Figures 712 show that the temperature rise line was almost straight for the first 180 s, but increased afterward. This change might have been because the advance of the smoke and fire was retarded by the outer wall of building A until it collapsed. This means that the temperatures recorded by the THCPs remained ambient for some time.

The THCP temperatures in building B during the stable combustion period remained around 29.8 °C, as shown in Fig. 14. This suggests that no smoke or fire could enter building B.

After comparing the THCP temperatures from the two buildings, the temperatures at the six detection points in building A were higher than those in building B. Furthermore, the higher the temperatures in building A, the greater their elevation, which can be seen in the temperature–time charts provided in Figs. 712.

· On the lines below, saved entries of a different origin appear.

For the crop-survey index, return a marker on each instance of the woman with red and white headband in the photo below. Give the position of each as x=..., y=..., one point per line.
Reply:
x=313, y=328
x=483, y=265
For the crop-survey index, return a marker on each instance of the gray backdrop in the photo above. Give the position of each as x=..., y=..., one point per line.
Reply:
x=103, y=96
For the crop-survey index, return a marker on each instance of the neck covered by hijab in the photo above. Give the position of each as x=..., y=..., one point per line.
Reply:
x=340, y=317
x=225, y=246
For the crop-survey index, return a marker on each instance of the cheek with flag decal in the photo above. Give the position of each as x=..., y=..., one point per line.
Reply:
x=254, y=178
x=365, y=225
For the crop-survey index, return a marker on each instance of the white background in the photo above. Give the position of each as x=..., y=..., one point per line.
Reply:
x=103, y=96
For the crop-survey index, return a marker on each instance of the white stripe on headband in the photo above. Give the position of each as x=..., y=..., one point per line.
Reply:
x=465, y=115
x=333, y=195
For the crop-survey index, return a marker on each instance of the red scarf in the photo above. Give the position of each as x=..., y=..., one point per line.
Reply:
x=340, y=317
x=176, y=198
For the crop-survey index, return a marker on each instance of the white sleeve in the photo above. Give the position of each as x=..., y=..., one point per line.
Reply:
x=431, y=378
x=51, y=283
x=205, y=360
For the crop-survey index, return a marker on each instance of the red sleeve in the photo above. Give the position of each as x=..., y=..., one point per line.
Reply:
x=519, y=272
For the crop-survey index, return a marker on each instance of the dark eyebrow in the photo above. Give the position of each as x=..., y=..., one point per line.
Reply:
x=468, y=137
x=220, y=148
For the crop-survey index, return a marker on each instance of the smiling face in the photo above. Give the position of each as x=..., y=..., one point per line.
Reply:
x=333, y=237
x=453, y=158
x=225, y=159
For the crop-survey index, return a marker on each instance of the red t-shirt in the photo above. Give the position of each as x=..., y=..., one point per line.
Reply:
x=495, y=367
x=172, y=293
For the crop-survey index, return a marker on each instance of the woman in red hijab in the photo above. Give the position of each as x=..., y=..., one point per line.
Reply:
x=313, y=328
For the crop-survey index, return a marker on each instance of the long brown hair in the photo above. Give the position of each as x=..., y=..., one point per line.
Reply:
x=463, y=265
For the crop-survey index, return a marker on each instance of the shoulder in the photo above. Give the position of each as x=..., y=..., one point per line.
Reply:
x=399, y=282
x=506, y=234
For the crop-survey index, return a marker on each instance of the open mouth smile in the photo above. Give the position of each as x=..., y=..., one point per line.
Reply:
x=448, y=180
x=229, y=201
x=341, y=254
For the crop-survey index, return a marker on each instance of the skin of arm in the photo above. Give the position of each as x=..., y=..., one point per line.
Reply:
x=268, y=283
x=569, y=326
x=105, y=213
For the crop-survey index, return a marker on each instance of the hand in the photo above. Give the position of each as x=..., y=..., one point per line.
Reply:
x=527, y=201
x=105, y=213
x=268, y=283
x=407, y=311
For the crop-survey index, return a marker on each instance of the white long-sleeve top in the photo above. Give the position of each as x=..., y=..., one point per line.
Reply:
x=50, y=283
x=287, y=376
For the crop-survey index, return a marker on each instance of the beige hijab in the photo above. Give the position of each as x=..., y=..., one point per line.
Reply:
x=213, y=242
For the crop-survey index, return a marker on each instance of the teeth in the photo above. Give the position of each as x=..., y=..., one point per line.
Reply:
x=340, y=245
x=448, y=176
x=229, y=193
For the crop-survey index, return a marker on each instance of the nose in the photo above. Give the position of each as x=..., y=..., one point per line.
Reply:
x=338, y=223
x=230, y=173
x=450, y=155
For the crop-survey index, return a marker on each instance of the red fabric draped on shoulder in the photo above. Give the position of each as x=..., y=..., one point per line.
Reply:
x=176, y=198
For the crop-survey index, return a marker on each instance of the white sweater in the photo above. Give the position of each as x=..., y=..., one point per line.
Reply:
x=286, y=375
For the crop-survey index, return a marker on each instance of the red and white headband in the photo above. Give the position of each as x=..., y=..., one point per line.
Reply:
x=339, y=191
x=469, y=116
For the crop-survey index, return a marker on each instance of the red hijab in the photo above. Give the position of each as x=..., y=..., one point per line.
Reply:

Some events may have occurred, but the simulation did not detect them. For instance, tiles might have been destroyed after long-term exposure to high temperatures, for this could have allowed smoke and fire to enter building B; however, as it stands, the proposed model validates the suspected causes of the fire and the observed damage. In addition, it corroborates the available resident and witness statements.

Some confounding elements are provided as follows. Residents and witnesses saw the smoke disappearing from the upper floor of building B, and they heard the sound of an explosion from the direction of building B. However, neither smoke nor fire was observed in building A during the initial period. The CCTV equipment in building A also shows no signs of fire or smoke on the second floor or the stairway of building A.

If the fire had started to burn in the space between buildings A and B, the details given by the witnesses would have described the smoke coming from building A instead of building B, or at the very least they would have characterized the smoke coming from both buildings. For example, the tiles had been destroyed after their long-term exposure to high temperatures. Consequently, it is reasonable that these fire investigators excluded the possibility of how the fire commenced to burn in the space between buildings A and B.

Conclusions

Initially, fire investigators’ speculation about the event did not include the possibility of whether the fire started to burn in the space between the two buildings. This speculation assumed that it should have burned among the buildings somewhat equally, images of CCTV, and statements of the witnesses.

Based on the results obtained from the simulation, if the fire had started at the interval between buildings A and B, the smoke that witnesses saw should not have traveled from the upper floor of building B. Therefore, based on the results obtained from the simulation, it was reasonable for the fire investigators to exclude the fact that the fire had started at the interval between buildings A and B.

However, caution should be paid to other possibilities, such as the complete damage of tiles caused by long-term exposure to high temperature, the wind direction, the internal structure of the buildings, and any other factors that could affect the fire route and the smoke flow. As mentioned, the other possibilities can be researched in the future. Furthermore, the fire source can be set to different ignition sources, such as high-temperature objects, sparks, or cigarette butts, to confirm whether it will cause different results. Meanwhile, other investigators can apply the scientific methods under strict conditions in their investigation in Taiwan.